William McArthur Bridge
entry onto the trail from Route 9 was nice, with the finest bathroom one can find in the woods on the trail head, complete with toilet paper. And then the William McArthur bridge takes you across the little river and into the forest, with a more gentle incline uphill compared against the entry directly south of Route 9, with the brutal rocky incline. This may be the nicest stretch of the trail I have encountered so far, where the entry was the biggest incline and the rest was a walk on the mountain ridge, between two lookout points, Porcupine and Little Pond, both of which provide green mountain views through peek holes through the trees. I saw maybe twenty people on the trails today, all with big packs, AT and LT thru-hikers and long distance section hikers. Two older men were spending two weeks on the LT. I lunched with two AT thru-hikers, 6-Legs and Big-
Saw very camouflaged frogs of different colors
O. It was 6-Legs’ birthday, he was thirty two.

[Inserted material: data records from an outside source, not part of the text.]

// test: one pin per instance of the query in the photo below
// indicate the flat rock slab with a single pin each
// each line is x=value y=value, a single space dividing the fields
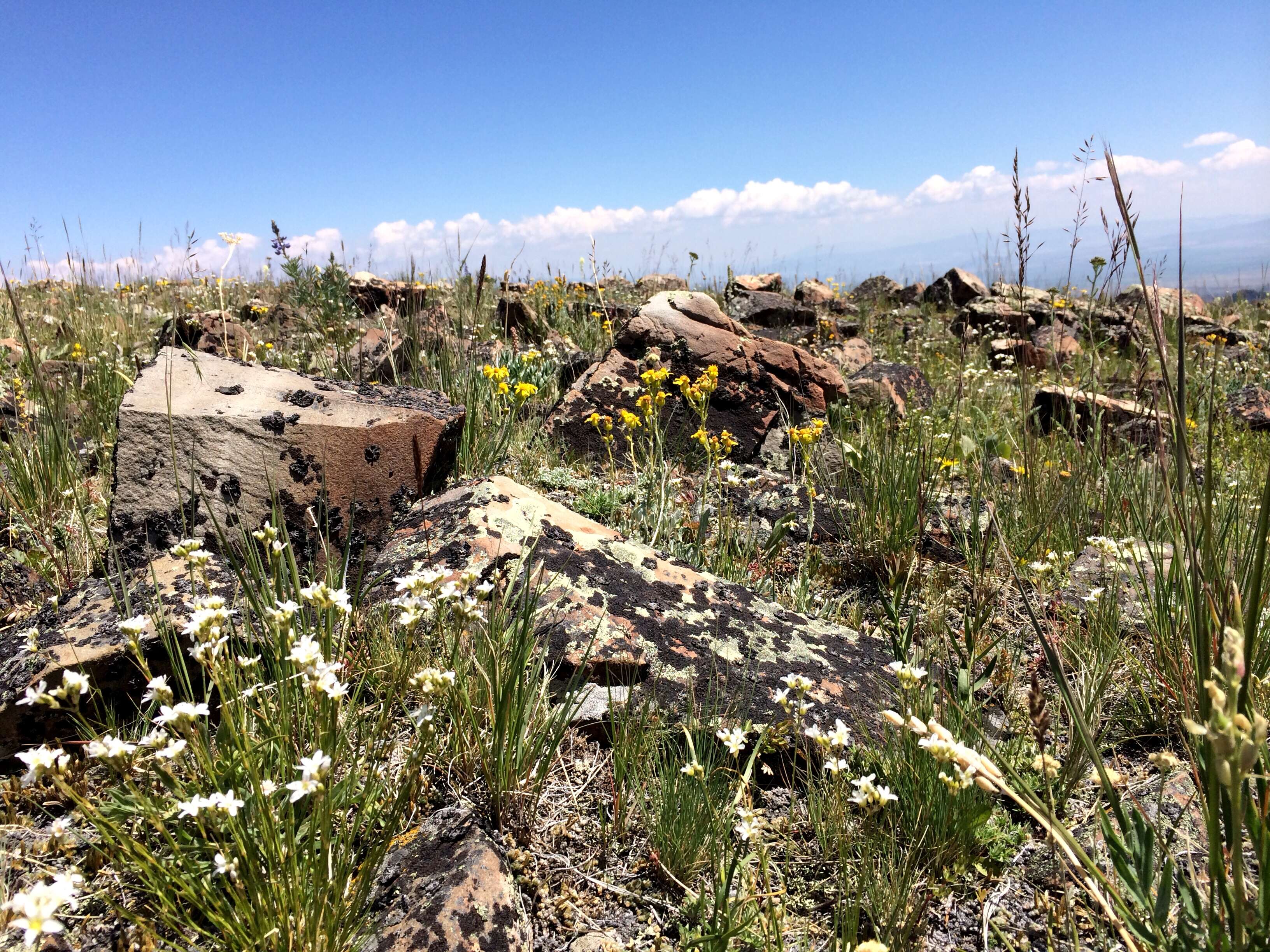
x=634 y=616
x=686 y=332
x=352 y=455
x=447 y=888
x=1079 y=409
x=83 y=634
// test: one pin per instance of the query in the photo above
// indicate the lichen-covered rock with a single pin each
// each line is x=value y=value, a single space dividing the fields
x=878 y=289
x=850 y=356
x=897 y=386
x=991 y=315
x=912 y=294
x=768 y=309
x=634 y=616
x=957 y=289
x=209 y=333
x=813 y=292
x=445 y=886
x=656 y=284
x=371 y=294
x=82 y=633
x=1122 y=570
x=760 y=282
x=246 y=434
x=1056 y=405
x=686 y=333
x=1135 y=301
x=1251 y=407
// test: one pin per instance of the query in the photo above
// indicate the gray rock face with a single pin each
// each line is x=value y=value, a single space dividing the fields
x=760 y=282
x=912 y=294
x=446 y=886
x=994 y=315
x=626 y=615
x=896 y=386
x=813 y=292
x=243 y=433
x=768 y=309
x=656 y=284
x=956 y=289
x=82 y=634
x=879 y=287
x=686 y=333
x=1251 y=408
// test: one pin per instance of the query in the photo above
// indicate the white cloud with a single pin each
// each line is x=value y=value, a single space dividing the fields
x=1212 y=139
x=1151 y=168
x=1237 y=155
x=981 y=182
x=322 y=243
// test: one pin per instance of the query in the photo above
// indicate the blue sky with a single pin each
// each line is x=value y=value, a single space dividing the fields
x=389 y=124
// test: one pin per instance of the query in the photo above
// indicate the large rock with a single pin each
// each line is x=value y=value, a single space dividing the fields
x=912 y=294
x=447 y=888
x=623 y=614
x=1135 y=301
x=813 y=292
x=1250 y=407
x=656 y=284
x=897 y=386
x=242 y=434
x=82 y=634
x=1058 y=343
x=371 y=294
x=760 y=282
x=956 y=289
x=878 y=289
x=850 y=356
x=1056 y=405
x=768 y=309
x=686 y=332
x=991 y=315
x=207 y=333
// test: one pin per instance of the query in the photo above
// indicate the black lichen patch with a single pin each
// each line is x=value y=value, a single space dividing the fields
x=275 y=423
x=303 y=398
x=232 y=489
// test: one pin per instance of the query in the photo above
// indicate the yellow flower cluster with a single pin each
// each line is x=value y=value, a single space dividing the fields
x=497 y=378
x=604 y=426
x=718 y=446
x=808 y=436
x=699 y=391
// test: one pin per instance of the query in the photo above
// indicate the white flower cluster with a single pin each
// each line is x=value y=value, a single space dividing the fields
x=323 y=596
x=423 y=593
x=795 y=704
x=193 y=553
x=216 y=805
x=44 y=762
x=870 y=796
x=907 y=674
x=313 y=772
x=318 y=674
x=833 y=743
x=74 y=687
x=36 y=909
x=206 y=625
x=268 y=537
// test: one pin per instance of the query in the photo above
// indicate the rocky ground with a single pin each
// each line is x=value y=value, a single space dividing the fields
x=385 y=442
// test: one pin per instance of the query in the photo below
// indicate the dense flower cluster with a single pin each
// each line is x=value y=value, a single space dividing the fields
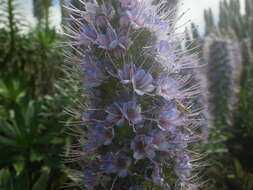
x=138 y=123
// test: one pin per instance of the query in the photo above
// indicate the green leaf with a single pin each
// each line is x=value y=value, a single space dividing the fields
x=41 y=183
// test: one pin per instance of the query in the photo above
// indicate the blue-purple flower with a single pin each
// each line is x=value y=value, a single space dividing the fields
x=167 y=87
x=111 y=41
x=97 y=135
x=143 y=147
x=91 y=179
x=183 y=166
x=160 y=140
x=117 y=163
x=88 y=35
x=169 y=117
x=156 y=176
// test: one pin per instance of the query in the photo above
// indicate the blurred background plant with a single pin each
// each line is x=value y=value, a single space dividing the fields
x=32 y=96
x=227 y=49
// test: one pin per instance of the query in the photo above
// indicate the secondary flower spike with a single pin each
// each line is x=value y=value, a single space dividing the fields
x=137 y=122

His trail name came from the fact that he had a dog with him, packing dog food was his biggest weight to carry. I saw another dog later, so three total on the trail. He had quit his job in insurance to hike for month, he started in Virginia on April 15th. After this trail, he was going to move out west, which he defined liberally (including Denver), and he wants to work in a nature oriented industry. Big-O was the second Asian guy I saw on the trail. We had lunch together on the Little Pond Lookout before they headed on the trail, where they hoped to be in Manchester in another day or two. Soon after, I saw the first black woman on the trail, solo. The walk back became warmer and I was tired, even though the temperature wasn’t suppose to be much above eighty today. I stopped at the shelter 1.4 miles north of Route 9 and it was peacefully off the trail and deserted, so I had the place to myself. The descent was more difficult than the assent, and I was annoyed and tired, wondering why I was putting myself through this Long Trail journey, which seemed impossible in my condition of being alone and dependent on car parking, and having to do the trail twice, once up and once back, unwilling to spend the night and carry gear. It would be impossible to compete at this point, or it would take years. I didn’t find the connector trail to Little Pond, which I was counting on for my next parking spot. I basically decided to give up on hiking The Long Trail completely, and to focus on other more doable trails, preferably loops. After getting to my car at 3:30, after starting at 7:15am, I was exhausted. But I still drove to Little Pond, with hopes of maybe finding that connector trail. Instead, I found a fun jeep road, which got some good mud on the jeep and was fun for me. Maybe I’ll switch to the day hiking Vermont book and focus on some mountain peak day hikes instead.